Companies such as Jobandtalent have found huge success with “blue collar’ hiring, but we believe this approach is more interesting where the talent force have skills and training that make them both hard to replace but also acts as an incentive for talent to stay within that industry. For example, a skilled plasterer with years of training is much more likely to stay within the industry long-term than a delivery driver.
The medical and caregiving sector will be another exciting area across Europe as aging populations increase the provision required, reduce available workforce and deteriorate conditions. Labour marketplaces can proactively match talent with vacancies in a more efficient way than agencies and also provide upskilling to match gaps they identify in the market.

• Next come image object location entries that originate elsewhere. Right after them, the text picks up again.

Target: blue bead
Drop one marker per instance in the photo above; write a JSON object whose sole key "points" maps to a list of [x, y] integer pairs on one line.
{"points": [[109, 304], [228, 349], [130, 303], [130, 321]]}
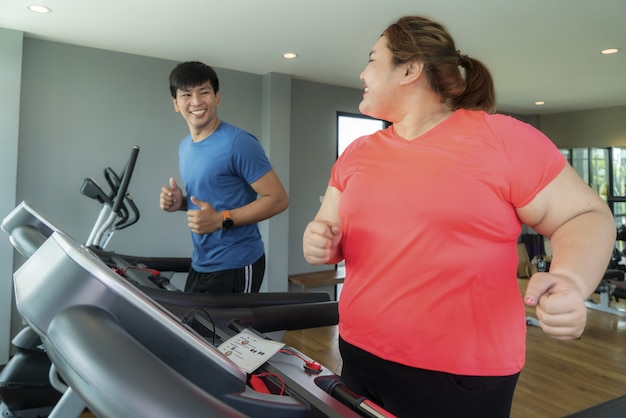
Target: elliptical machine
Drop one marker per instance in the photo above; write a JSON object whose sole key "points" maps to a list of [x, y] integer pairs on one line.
{"points": [[29, 384], [28, 388]]}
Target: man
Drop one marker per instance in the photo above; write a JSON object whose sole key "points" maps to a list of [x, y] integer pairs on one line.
{"points": [[229, 186]]}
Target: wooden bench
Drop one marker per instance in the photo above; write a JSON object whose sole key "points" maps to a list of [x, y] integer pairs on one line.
{"points": [[318, 279]]}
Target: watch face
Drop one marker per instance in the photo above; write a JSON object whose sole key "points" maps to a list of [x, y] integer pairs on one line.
{"points": [[227, 223]]}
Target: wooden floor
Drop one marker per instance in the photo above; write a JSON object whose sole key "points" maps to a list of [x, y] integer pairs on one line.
{"points": [[560, 377]]}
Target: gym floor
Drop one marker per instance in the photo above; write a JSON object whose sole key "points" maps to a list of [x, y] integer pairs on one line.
{"points": [[560, 377]]}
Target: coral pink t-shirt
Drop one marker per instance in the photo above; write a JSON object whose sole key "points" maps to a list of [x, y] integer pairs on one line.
{"points": [[430, 233]]}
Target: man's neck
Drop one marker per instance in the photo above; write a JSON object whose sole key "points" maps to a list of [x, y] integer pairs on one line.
{"points": [[203, 133]]}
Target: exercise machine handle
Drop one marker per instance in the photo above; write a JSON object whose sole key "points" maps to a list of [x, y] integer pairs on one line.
{"points": [[128, 172]]}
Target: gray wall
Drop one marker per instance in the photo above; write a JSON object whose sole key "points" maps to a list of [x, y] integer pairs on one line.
{"points": [[10, 80], [593, 128]]}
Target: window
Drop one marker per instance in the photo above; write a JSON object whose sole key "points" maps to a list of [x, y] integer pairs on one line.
{"points": [[351, 126]]}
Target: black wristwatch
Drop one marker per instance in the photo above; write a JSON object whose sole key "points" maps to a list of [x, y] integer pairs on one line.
{"points": [[227, 223]]}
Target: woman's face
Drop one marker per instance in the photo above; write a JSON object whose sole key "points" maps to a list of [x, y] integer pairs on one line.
{"points": [[381, 82]]}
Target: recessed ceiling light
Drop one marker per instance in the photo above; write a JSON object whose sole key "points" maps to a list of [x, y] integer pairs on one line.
{"points": [[610, 51], [39, 8]]}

The war in Ukraine has led to skyrocketing energy prices as Europe has been over reliant on Russian gas for electricity and heating. There are therefore opportunities for startups that can help with affordable energy now, and it’s likely that the true standouts will be those that take advantage of a renewed focus of transitioning away from fossil fuels.
To combat climate change, the EU has implemented a number of measures which provide further tailwinds to the sector, such as increasing the use of renewable energy sources, improving energy efficiency and promoting low-carbon technologies.
Solar and heat pump installation is likely to see increased uptake in the coming years as homeowners realise that they want more price stability from self-generated electricity and want to move away from gas-powered heating. There have been a few success cases in Europe, but the process for consumers is still confusing and often with unexpected costs. We’re interested in speaking with startups that can provide an amazing customer experience, while still maintaining a lean operating model.
Smart and flexible grids will likely be key components of the energy transition. Together, these technologies can help to ensure that renewable energy is integrated into the grid in an efficient and reliable way. We’re therefore keen to speak with companies facilitating the transition to a decentralised and flexible network.